Дзозен ушел от них и вместе с телохранителями поднялся на холм к своему лагерю. Он переставил часовых и приказал своим людям спать, вошел в маленькую палатку в кустах, которую они поставили от дождя. При свете свечей под москитной сеткой он переписал составленное ранее письмо на тонкий листок рисовой бумаги и добавил: «В действии пятьсот ружей. Планируется массированная внезапная атака — полный отчет послан с Масумото». После этого он поставил дату и погасил свечи. В темноте выскользнул из-под сетки, вынул из корзины одного из голубей и положил письмо в маленький контейнер у него на лапке. Потом прокрался к одному из своих людей и протянул ему птицу.
— Выпусти его где-нибудь в кустах, — прошептал он, — спрячь его где-то, где он мог бы безопасно просидеть до рассвета. Будь осторожней, здесь везде у них глаза. Если остановят, скажи, что я приказал вести патрулирование, но сначала спрячь голубя.
Самурай исчез молча, как таракан.
Довольный собой, Дзозен поглядел вниз в сторону деревни. У крепости и на противоположной стороне в доме, где жил Оми, горели огни. Как раз под ним в доме тоже горело несколько огней, этот дом сейчас занимал чужеземец.
— Этот щенок Нага прав, — подумал Дзозен, отмахиваясь рукой от москитов. — Чужеземец — это мерзкая зараза.
— Спокойной ночи, Фудзико-сан.
— Спокойной ночи, Анджин-сан.
Седзи за ней закрылись. Блэксорн скинул кимоно и набедренную повязку, надел более легкое ночное кимоно, залез под москитную сетку и лег.
Он задул свечу. Глубокая темнота окружила его. Дом теперь совсем успокоился. Маленькие ставни были прикрыты, но он мог слышать прибой. Луна была закрыта облаками.
Вино и смех вызвали в нем сонливость и эйфорию, он слушал шум волн и чувствовал себя плывущим, его мозг затуманился. В деревне внизу вдруг залаяла собака. «Хорошо бы завести собаку, — подумал он, вспомнив своего домашнего бультерьера. — Интересно, жив он еще? Его имя было Грог, но Тюдор, его сын, всегда звал его „Огог“».
— Ах, Тюдор, мой мальчик. Как давно это было. Хотел бы я повидать вас всех — хотя бы написать письмо и послать его домой. «Давай посмотрим, — подумал он. — Как бы я его начал?»

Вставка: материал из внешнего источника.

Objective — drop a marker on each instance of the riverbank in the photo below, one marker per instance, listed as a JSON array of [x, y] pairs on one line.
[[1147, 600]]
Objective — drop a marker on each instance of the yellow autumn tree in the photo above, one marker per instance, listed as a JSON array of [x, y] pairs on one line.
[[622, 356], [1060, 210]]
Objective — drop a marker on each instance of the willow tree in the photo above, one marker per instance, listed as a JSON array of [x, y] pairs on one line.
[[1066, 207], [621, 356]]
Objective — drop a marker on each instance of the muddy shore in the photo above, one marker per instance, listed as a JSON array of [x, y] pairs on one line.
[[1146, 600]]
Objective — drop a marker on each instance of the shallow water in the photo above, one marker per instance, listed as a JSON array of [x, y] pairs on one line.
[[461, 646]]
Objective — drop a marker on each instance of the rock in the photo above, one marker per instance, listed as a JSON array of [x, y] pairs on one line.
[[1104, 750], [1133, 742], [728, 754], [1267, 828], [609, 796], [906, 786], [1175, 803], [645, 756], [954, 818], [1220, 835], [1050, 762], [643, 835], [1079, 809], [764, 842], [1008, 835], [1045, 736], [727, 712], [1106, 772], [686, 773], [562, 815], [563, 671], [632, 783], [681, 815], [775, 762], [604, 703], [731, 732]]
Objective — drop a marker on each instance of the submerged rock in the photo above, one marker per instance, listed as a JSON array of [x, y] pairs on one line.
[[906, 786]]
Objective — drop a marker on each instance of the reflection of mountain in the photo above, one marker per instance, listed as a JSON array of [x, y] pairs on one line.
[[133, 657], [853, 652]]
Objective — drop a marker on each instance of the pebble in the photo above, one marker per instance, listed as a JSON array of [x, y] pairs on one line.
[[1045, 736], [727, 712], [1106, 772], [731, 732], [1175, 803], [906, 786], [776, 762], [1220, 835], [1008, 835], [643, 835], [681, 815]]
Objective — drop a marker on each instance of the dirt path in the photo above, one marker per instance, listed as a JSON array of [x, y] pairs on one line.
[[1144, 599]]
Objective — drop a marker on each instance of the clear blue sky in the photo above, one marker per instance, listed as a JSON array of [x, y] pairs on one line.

«Мои дорогие! Это первое письмо, которое я смог отправить домой с тех пор, как мы высадились в Японии. Теперь у меня все хорошо, так как сейчас я представляю, как жить по их законам. Пища здесь ужасная, но сегодня вечером мне как раз достался фазан. Скоро я получу обратно свой корабль. С чего мне начать вам свой рассказ? Сегодня я что-то вроде феодала в этой незнакомой вам стране. У меня дом, лошадь, восемь служанок, домоправительница, мой собственный парикмахер и моя собственная переводчица. Я теперь чисто выбрит и бреют меня каждый день. Стальные лезвия для бритья у них, наверняка, самые лучшие в мире. Мое жалованье огромное — достаточное, чтобы накормить в течение года двести пятьдесят японских семей. В Англии это было бы почти как тысяча гиней в год! В десять раз больше моего жалованья, получаемого в голландской компании…»
Кто-то начал открывать седзи. Его рука нащупала под подушкой пистолет, он насторожился. Потом ощутил почти неслышный шелест шелка и запах духов.
— Анджин-сан? — донесся легчайший шепот, наполненный обещанием.
— Хай? — спросил он, вглядываясь в темноту, но ничего не видя.
Шаги приблизились. Блэксорн слышал, как женщина встала на колени, откинула сетку и забралась к нему под полог. Она взяла его руку и подняла ее к своей груди, потом к губам.
— Марико-сан?
В темноте она сразу же закрыла пальцами его губы, стараясь, чтобы он не шумел. Он кивнул, понимая, как сильно они рискуют. Он держал ее за тонкое запястье и водил по нему губами. В темноте его другая рука нашла и стала гладить ее лицо. Она один за другим целовала его пальцы. Волосы Марико были распущены и доставали ей до пояса. Его руки скользили по ее телу, он ощущал дивную легкость шелка, под кимоно ничего не было.